Dinner With the Boys
The Corleones join forces with Sweeney Todd in Dan Lauria's farce-scented dark comedy Dinner With the Boys, now making its world premiere at the New Jersey Repertory Company. Neither the demon barber nor the cinephile's favorite mob family actually make cameos in the new play, but the delightful collision of these two worlds suggest that a collaboration could have spared both parties a fair amount of grief.
Lauria proves himself to be much more than just the intimidating patriarch from The Wonder Years, serving as both playwright and star of this debut production. As the program notes, his first drafts of the play were written for an auspicious quartet of actors (before it was pared down to a trio piece), which included Charles Durning, Dom DeLuise, Jack Klugman, and Peter Falk. Though each member of this original dream cast has since passed, a sense of joyful camaraderie remains at the core of the project, now in the directorial hands of Frank Megna.
The play pivots around a Mafioso bromance, led by Lauria as Charlie and Richard Zavaglia as Dom. We find the lovable pair of prolific murderers in the kitchen of their quaint New Jersey cottage. Set designer Jessica Parks adds a distinctive Italian grandma touch to their abode, with floral mugs, cupcake-patterned potholders, and of course, a king-size crucifix, shaping a perfectly incongruous dwelling space for our imposing male leads.
Dom in particular finds the locale perfect for honing his culinary talents, especially with Charlie's homegrown tomatoes and zucchini at his fingertips. The two, overall, seem happy as clams with the setup. We soon learn, however, that settling down in the Garden State was not a conscious career move. Charlie and Dom were essentially exiled from their home base in Brooklyn after refusing to off one of their best friends at the order of Big Anthony Jr. (played by Ray Abruzzo) — a powerful mobster who pops in both to settle some unfinished business and to enjoy one of Dom's "special" dinners where exotic meats are always a featured menu item.
As an alum of the hit (no pun intended) mafia series The Sopranos, Abruzzo sinks right into his volatile, food-spitting character. He joins Lauria and Zavaglia in a Marx Brothers-like patter, which, after a brief warm-up, begins to flow nicely out of the trio. It takes a large portion of the first act to see the forest for the trees as seemingly directionless exposition piles on, but once a path is cleared, it becomes an enjoyable stroll through the park. The first half stands alone as its own one-acter, as does Act 2, which features a brand-new dinner guest: a Yiddish-spouting mob boss (also played by Abruzzo) who stirs up more trouble for Charlie and Dom.
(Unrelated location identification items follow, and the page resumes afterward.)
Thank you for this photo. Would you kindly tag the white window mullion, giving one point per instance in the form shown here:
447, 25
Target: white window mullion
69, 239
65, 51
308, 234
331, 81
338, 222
Lauria and Zavaglia make a sweet pair in this send-up of mafia entertainment in which Lauria hopes to offer a humorous critique of today's culture of excessive (and excessively glorified) violence. A passing reference to a newspaper packed with international war headlines draws out this more earnest theme. Unfortunately, its purpose is easily overlooked as the absurdist plot narrows our focus to the bizarre events at hand. Though entertaining in their own right, adding more meat to the play's promising bones can only serve it well in the future productions it will hopefully receive.